I would like to thank Sandy for designing this useful unit and for his patience in guiding me thro the build of the prototype - thanks Sandy.

John S


----------



## CrewCab (Jul 15, 2008)

Very neat John :bow:

Just a thought, is it possible to incorporate a battery back up in the circuit, similar to a computer which stores time and date, just so the reading isn't lost when you turn off?

Dave


----------



## JohnS (Jul 15, 2008)

Thanks Dave

It is possible to switch off the DRO and providing you don't turn off the AC/DC power adaptor the readings *are* retained but I would not be too keen on leaving the power adaptor switched on overnight.

John S


----------



## Divided He ad (Jul 15, 2008)

Sign me up John.... I have the same DRO's as you and find the power failings very annoying.
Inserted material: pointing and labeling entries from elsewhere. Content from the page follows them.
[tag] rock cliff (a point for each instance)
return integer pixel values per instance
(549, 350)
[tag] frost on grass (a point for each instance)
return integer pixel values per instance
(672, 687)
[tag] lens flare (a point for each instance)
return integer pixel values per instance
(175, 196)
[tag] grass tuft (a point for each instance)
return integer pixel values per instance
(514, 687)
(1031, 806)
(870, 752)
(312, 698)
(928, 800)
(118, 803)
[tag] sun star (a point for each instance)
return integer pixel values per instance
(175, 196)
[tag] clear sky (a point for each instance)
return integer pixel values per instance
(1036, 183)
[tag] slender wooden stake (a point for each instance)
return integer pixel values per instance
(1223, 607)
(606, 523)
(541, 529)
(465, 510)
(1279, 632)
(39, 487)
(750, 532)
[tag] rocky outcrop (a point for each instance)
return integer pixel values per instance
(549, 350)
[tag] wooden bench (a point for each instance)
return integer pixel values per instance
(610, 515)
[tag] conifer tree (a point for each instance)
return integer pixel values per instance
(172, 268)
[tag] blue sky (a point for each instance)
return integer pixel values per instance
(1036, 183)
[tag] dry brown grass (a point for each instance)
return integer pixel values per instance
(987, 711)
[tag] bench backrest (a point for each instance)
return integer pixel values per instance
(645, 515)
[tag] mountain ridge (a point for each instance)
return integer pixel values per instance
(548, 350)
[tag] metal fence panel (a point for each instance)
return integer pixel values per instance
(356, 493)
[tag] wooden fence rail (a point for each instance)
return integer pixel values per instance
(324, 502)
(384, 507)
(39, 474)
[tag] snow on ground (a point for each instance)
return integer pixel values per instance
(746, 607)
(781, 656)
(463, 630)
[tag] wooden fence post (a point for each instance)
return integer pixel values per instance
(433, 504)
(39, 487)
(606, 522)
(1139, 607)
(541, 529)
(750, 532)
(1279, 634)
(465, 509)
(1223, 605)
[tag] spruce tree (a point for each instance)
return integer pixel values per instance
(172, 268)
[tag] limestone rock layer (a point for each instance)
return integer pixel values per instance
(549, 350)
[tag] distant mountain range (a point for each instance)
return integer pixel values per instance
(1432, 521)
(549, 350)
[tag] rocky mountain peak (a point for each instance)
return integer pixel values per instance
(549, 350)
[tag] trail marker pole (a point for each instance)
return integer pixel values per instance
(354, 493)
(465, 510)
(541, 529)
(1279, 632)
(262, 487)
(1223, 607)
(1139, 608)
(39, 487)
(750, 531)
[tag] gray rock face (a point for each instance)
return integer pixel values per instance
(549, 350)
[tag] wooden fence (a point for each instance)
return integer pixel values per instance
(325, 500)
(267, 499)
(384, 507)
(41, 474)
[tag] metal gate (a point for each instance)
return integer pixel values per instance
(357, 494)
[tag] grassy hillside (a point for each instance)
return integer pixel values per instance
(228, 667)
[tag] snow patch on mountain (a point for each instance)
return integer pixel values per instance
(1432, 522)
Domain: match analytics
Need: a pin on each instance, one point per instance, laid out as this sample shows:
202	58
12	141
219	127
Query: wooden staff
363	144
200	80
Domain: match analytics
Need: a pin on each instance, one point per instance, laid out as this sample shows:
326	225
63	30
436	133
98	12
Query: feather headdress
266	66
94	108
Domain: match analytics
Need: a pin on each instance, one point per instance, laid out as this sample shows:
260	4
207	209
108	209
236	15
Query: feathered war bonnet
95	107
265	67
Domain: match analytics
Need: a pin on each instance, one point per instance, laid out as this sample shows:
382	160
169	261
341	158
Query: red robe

I have my £20 ready so await your P.M. or E-mither ;D 



Ralph.


----------



## CrewCab (Jul 15, 2008)

Thanks for the info John, and, just to be nosey : .............. as I see your mill is the same as mine ............. what DRO are you using for X and Y .............. and Z 

Cheers

CC


----------



## JohnS (Jul 15, 2008)

Hi Dave

Here's a couple of pics of the x and y digital scales which are simply basic cheapo scales costing less than a tenner each. The same goes for the z reading. 










John S


----------



## CrewCab (Jul 15, 2008)

Thanks John,

Are they digital callipers with the jaws cut off or can you buy just the scales, the one's I've seen are considerably more ............. for instance........... *These*
 and yet another question, what about the display 

Sorry for all the questions, I've obviously been hanging out with Ralph too much :big: ;D :big:

Dave


----------



## JohnS (Jul 15, 2008)

Hi Dave

Yes they are digital calipers with the jaws cut off - used a mini angle grinder, the steel is as tough as old boots ! The displays are from Arc Euro Trade http://www.arceurotrade.co.uk/Catalogue/Measurement scroll down the page and you will find them at £30 each. I reckon I bought all three scales and the two displays for just under £100 and was worth every penny in terms of accuracy and ease of use. I keep meaning to set up something similar for my lathe but to date haven't got round to it. 

John S


----------



## CrewCab (Jul 15, 2008)

Thank you John, DRO for under £100 seems very appealing certainly more within my budget anyway  ............ if I'm not mistaken John from ARC Eurotrade is on this board, perhaps he could consider selling pre cut callipers : .......... just a thought :big:

Anyway many thanks for the help, looks like my to "do list" just got longer ........... 

Cheers

Dave


----------



## Loose nut (Jul 15, 2008)

Did you say each scale uses two 1.5 volt batteries, mine look the same but only use one each.


----------



## JohnS (Jul 16, 2008)

Sorry LN if I confused you (or anyone else !) The voltage regulator has been built to provide a 3V and 1.5V supply to both the X and Y DRO display units. 

In both cases the 1.5V supply is fed back to power the scale. You are quite correct in that there is only one 1.5V cell battery in each scale and it is important to remove this 1.5V cell battery from the scale when using the remote display units regardless of whether you are using batteries or the voltage regulator.

Sandy has explained further the difficulty in retaining data in the DRO display and, I quote "The biggest problem would be to separate the charging and discharging paths for the battery such that neither effected the other.... and switchover timing would also be quite critical if data was not to be lost...... possible yes, but not so easy as it first would appear to be"

John S


----------